At the same time, China-exposed companies like Starbucks SBUX and McDonald’s MCD on Monday saw their shares fall 3.11% and 0.8%, respectively.

Starbucks sees substantial growth among Chinese consumers, whose taste for coffee is growing. Starbucks may have closed stores in China, and store openings in the region – a central part of its overall growth strategy – may be at some risk.

Cruz also sees big tech earnings as a potential plug to stop the stock-market drain: “I expect markets to refocus on the earnings that are coming out.”

He mentioned Apple AAPL and Microsoft MSFT, which report earnings soon. Facebook FB and Alphabet’s Google GOOGL are also soon to report. This group accounts for a huge portion of the S&P 500. Should those reports provide positives for investors, holders of S&P 500 index funds should benefit.

On the negative side, United Airlines UAL and Delta Air Lines DAL saw their shares fall 5.21% and 3.37% on Monday. Until the coronavirus situation stabilizes, travel is likely to fall sharply and revenue and earnings for the carriers in 2020 may be revised downward.

But Cruz advises that while for longer-term investors “this is going to cause a hiccup in 2020,” it’s also “a good time for long term investors to find opportunity.”

If these companies and the analysts that follow them revise their numbers down for 2020 and the outbreak is contained, 2021 should see favorable comparisons against 2020, creating a case to buy these stocks on their dips now or soon.

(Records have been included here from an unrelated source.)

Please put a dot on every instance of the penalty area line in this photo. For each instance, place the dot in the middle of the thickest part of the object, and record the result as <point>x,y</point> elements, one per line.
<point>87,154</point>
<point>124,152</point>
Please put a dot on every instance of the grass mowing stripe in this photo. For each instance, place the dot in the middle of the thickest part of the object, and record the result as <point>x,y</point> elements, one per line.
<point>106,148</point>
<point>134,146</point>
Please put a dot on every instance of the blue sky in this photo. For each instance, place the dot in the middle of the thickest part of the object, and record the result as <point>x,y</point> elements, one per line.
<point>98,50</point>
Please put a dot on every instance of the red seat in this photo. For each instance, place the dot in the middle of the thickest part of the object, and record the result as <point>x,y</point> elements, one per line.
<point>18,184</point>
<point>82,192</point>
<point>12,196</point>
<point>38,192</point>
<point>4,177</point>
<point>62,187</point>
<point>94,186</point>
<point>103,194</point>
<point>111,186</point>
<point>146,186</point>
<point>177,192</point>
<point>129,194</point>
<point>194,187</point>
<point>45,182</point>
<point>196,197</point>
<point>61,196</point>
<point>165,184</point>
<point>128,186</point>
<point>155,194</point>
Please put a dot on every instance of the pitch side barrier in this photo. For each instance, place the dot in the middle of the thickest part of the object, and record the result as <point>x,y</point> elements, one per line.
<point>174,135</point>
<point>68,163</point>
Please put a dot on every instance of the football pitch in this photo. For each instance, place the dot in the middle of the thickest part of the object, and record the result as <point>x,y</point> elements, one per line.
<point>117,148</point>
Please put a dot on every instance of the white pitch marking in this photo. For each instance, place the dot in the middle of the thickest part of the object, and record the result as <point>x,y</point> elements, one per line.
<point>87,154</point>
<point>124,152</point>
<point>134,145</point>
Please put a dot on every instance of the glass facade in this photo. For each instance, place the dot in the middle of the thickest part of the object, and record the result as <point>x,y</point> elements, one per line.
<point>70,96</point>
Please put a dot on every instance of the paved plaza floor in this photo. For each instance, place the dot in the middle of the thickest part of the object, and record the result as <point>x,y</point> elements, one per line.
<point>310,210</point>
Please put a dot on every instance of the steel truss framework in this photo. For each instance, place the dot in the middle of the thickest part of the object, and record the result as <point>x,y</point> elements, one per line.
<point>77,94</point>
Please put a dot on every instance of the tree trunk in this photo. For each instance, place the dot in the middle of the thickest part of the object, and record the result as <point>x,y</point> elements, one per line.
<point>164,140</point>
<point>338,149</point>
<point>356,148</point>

The selloff comes amid calls from several strategists that the U.S. should see a corruption or pullback. That’s because forward-earnings multiples were recently near 19 times late in the economic cycle. They’re now around 18 times.

Those bearish investors recognize that the market would likely resume rising after a near-term pullback.

Bottom Line: If the coronavirus situation plays out as SARS did, this could be a clear buy-the-dip moment.